Aar li nu bokk n’a pas manifesté hier. L’interdiction du préfet de Dakar est passée par là. La plateforme, qui réclame justice dans l’affaire Aliou Sall et revendique, de façon générale, la transparence dans la gestion des ressources naturelles avait envisagé de se joindre à la procession des syndicalistes de l’Ecole normale au Rond-point Jet d’eau. Seulement, tard dans la soirée du jeudi, le préfet de Dakar a publié un communiqué dans lequel il a indiqué avoir reçu «quatre déclarations de manifestations, toutes rejetées, pour l’après-midi du vendredi 28 juin 2019». Ce qui présentait, selon Alioune Badara Samb, des «menaces graves de troubles à l’ordre public corroborées notamment par des appels à la défiance vis-à-vis de l’autorité de l’Etat, des risques d’infiltration et d’affrontements entre camps opposés, par des appels à des jonctions de manifestations dont les buts déclarés sont sans aucun lien». Aar li nu bokk et les syndicalistes se sont finalement pliés à la décision de l’autorité.

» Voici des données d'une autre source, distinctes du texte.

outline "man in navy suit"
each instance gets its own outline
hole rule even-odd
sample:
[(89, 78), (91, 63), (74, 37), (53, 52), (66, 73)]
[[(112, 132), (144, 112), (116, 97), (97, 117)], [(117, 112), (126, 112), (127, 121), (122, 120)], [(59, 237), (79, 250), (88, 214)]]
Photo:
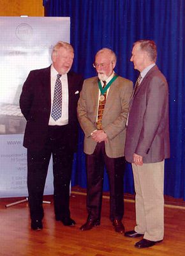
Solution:
[(24, 146), (27, 148), (27, 188), (33, 230), (43, 228), (43, 195), (51, 155), (56, 220), (67, 226), (75, 224), (69, 209), (70, 184), (77, 143), (77, 105), (83, 79), (70, 71), (73, 58), (72, 46), (59, 42), (52, 52), (52, 64), (31, 71), (20, 95), (20, 107), (27, 120)]

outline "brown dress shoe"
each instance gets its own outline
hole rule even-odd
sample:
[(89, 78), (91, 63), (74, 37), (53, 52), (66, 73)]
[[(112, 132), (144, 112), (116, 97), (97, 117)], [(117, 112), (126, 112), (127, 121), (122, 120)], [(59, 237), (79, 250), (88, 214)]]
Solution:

Dans la matinée d’hier, cette structure de la Société civile et de l’opposition a fait face à la presse pour faire le point sur la situation. «Lundi 24 juin, nous avons déposé une lettre d’information à la Préfecture de Dakar pour une marche pacifique vendredi (hier). L’autorité avait d’abord dit à notre émissaire qu’il y avait une autre demande, le même jour, à la même heure. Il (le préfet) l’a rappelé finalement pour lui signifier qu’il n’y avait pas une autre demande», a dit le coordonnateur de Y’en a marre. Aliou Sané d’ajouter : «On a été approchés par les forces sociales regroupées dans un cadre syndical. Ils avaient prévu une marche le même jour, du Rond-point Jet d’eau à l’Ecole normale. Ils nous ont invités à prendre part à leur marche. Nous y avons répondu favorablement pour ne pas organiser deux mobilisations séparées la même heure. Et nous avons entrepris l’initiative d’aller voir le préfet pour l’informer que nous pouvons surseoir à notre marche à la condition que celle des syndicats soit autorisée. Une lettre a été même déposée à cet effet.»

«S’il y a des gens qui veulent de la violence, ce n’est pas nous»
M. Sané et ses camarades expliquent cette mesure d’interdiction par l’annonce de Samm sunu rew d’organiser une contre-manifestation. «Il y a d’autres forces favorables au régime qui veulent provoquer une situation de tension. Mais la responsabilité revient à l’autorité étatique de constater cela et de prendre ses responsabilités», dit-il. En ce qui les concerne, les leaders de Aar li nu bokk ont décidé de se conformer à la décision pour éviter une altercation avec des concitoyens. La plateforme entend, à travers ce recul, montrer sa «bonne foi», mais sans fléchir sur «son engagement et sa détermination». «S’il y a des gens qui veulent de la violence, ce n’est pas nous. Nous prenons à témoin les Sénégalais et les invitons à défendre le principe de justice et de la transparence dans la gestion des ressources naturelles», a conclu le successeur de Fadel Barro à la tête de Y’en a marre. Une nouvelle déclaration de manifestation pour la semaine prochaine a été introduite par la plateforme.